Tuesday, April 17, 2018

Microstory 822: The Room

I’ve been in this room for years now. At least that’s what I assume. I’ve never seen the sun, so keep tracking of time is pretty difficult. I’m not sure where this light is coming from, but it’s always at the same dimness, so I’ve had to get used to sleeping with it. That wasn’t the hardest part, though, because I don’t have a blanket or pillow either. There’s a hole in the corner that no one told me was a toilet, but I’ve been using it as such for years now, and have experienced no consequences for it. Once a day, when I wake from sleep, there’s a crate of new supplies. Gruel, water, vitamins, my daily allotment of toilet paper, and hand sanitizer, if I’ve run out. At least they don’t want me getting some disease from a lack of hygiene. Still, I wouldn’t say no to a shower, or even a bath. I’ve tried staying awake long enough to see where each new crate comes from, but like children and Santa Claus, if I’m not asleep, I get nothing. There’s also no door, and no seams on the walls to hide one. I think they knocked me out...built it around me. All I do, day in, day out, is eat, make waste, and sleep. I have nothing to watch, nothing to read, nothing to draw with. No playing cards, no pull-up bar, no life. I just here and wait. I don’t know how I got here, but the most important question is why I’m here. I have no real memories of before the room. I know I’ve ridden in cars, trains, and airplanes. I know I’ve had real food, and read books, and met other people like me. I have fragments of these experiences, but couldn’t actually describe them to you. Perhaps it’s all just my semantic memory disguising itself as episodic memory. Then again, the fact that I know what the difference between those kinds of memories is must say something about what kind of life I led before the room.

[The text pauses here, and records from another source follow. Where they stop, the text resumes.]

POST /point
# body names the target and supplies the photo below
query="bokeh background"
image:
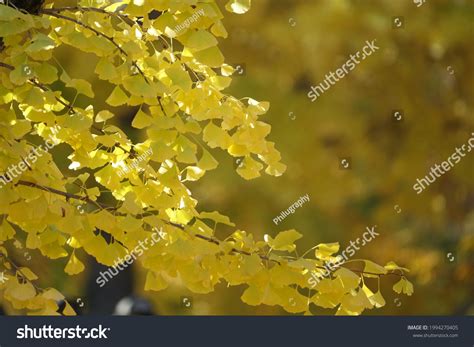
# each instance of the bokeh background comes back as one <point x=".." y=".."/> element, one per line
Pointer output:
<point x="424" y="68"/>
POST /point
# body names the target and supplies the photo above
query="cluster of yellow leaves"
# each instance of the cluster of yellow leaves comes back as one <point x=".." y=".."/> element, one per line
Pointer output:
<point x="174" y="79"/>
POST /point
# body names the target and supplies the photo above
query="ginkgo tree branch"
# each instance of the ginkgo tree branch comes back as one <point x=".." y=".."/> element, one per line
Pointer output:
<point x="122" y="16"/>
<point x="95" y="31"/>
<point x="18" y="271"/>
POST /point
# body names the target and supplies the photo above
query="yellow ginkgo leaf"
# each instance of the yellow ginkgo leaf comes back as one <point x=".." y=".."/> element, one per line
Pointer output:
<point x="74" y="265"/>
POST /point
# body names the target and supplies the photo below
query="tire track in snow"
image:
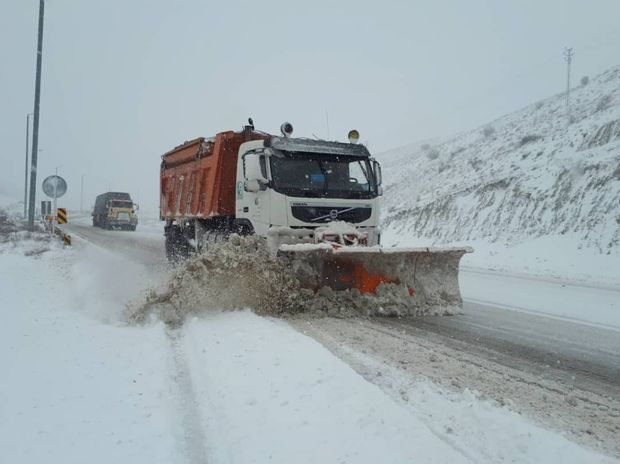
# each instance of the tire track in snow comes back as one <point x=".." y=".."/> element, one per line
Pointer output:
<point x="188" y="409"/>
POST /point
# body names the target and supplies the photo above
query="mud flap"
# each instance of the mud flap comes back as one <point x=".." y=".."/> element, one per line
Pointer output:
<point x="413" y="280"/>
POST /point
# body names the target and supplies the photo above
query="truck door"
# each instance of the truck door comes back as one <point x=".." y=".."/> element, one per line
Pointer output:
<point x="256" y="195"/>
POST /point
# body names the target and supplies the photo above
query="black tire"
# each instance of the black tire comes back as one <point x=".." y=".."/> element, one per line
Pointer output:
<point x="177" y="246"/>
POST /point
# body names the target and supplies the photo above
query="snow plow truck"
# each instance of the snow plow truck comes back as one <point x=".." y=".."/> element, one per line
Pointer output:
<point x="315" y="202"/>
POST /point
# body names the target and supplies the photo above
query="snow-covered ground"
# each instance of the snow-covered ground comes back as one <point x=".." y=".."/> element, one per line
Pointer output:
<point x="81" y="385"/>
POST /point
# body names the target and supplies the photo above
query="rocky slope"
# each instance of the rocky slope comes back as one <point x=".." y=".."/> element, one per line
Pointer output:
<point x="528" y="175"/>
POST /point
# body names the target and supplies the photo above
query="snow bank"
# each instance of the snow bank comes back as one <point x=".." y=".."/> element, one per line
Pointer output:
<point x="74" y="389"/>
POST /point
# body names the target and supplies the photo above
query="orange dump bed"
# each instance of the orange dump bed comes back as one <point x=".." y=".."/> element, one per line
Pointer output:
<point x="198" y="177"/>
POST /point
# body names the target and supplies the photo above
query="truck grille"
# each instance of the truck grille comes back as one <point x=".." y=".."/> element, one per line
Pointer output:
<point x="323" y="214"/>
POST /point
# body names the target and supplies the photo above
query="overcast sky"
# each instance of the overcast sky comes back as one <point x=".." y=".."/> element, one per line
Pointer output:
<point x="126" y="80"/>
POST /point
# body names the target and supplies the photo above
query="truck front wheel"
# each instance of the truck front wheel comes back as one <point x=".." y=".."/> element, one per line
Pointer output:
<point x="177" y="246"/>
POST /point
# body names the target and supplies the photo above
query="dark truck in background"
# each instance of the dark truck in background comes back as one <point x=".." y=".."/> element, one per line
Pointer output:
<point x="115" y="210"/>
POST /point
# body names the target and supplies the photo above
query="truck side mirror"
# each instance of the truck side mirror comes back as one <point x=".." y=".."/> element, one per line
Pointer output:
<point x="252" y="185"/>
<point x="377" y="169"/>
<point x="254" y="174"/>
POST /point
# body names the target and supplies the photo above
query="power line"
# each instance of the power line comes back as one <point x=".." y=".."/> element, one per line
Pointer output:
<point x="568" y="57"/>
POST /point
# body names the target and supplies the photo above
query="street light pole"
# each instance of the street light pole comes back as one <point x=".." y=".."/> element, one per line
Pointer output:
<point x="35" y="125"/>
<point x="26" y="165"/>
<point x="82" y="195"/>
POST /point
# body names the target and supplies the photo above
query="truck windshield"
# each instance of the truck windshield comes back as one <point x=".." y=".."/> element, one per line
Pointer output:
<point x="121" y="204"/>
<point x="322" y="176"/>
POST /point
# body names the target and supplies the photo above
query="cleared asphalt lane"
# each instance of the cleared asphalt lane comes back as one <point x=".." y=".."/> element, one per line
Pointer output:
<point x="577" y="354"/>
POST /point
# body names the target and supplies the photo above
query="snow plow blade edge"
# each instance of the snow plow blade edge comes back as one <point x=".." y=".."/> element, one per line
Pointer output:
<point x="410" y="281"/>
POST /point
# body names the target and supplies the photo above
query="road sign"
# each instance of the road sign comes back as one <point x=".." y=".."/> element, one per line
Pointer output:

One day, I wake up and there is not crate of supplies. Oh well, I still have enough hand sanitizer, and I always save a little bit of toilet paper, just in case something like this happens. I’m grateful for my forethought now. I see something weird out of the corner of my eye, but the room has never changed before, so I must be imagining it. I just turn back around and stare at the corner for the next several hours. I fall asleep at some point, and wake up the next day to find myself crateless yet again. That thing is still there, though; that thing I barely recognize, that was never there before, and I guess isn’t an hallucination. I start staring at it and realize I know exactly what it is: a door. Doors are meant to get in and out of places. Like with everything else, I recall having many times opened and closed doors, but I can’t point to a specific instance of it. I crawl over toward the new door, which is my only mode of transportation. Since they give me, maybe 800 calories a day, I can’t exactly sprint over there. I reach for the handle, knowing for sure that it’ll be locked, but before my fingers can touch it, it disappears, and reappears behind me. Maybe I am hallucinating, because I have no vague memories of doors that can move around on their own. I hoof it over to its new location, and try to open it once more, but it moves again. While it’s at its new place, I don’t touch it at all, but inspect it closely. I see nothing between the door itself, and the frame that surrounds it. I think it’s unlocked, but I still need to figure out how to keep it from jumping away from me. This goes on for three days, at which point one glass of water begins appearing every time I wake up for the day. It’s three more weeks before my food also returns, and the door disappears completely. What I imagine is another three years, the cycle starts over. And this pattern continues for decades, until my body can take it no longer, and I’m lying on my back, near death. It is only then that the door finally opens. A man walks in and kneels over me. “Now you know what it feels like,” he says. And then it’s all over.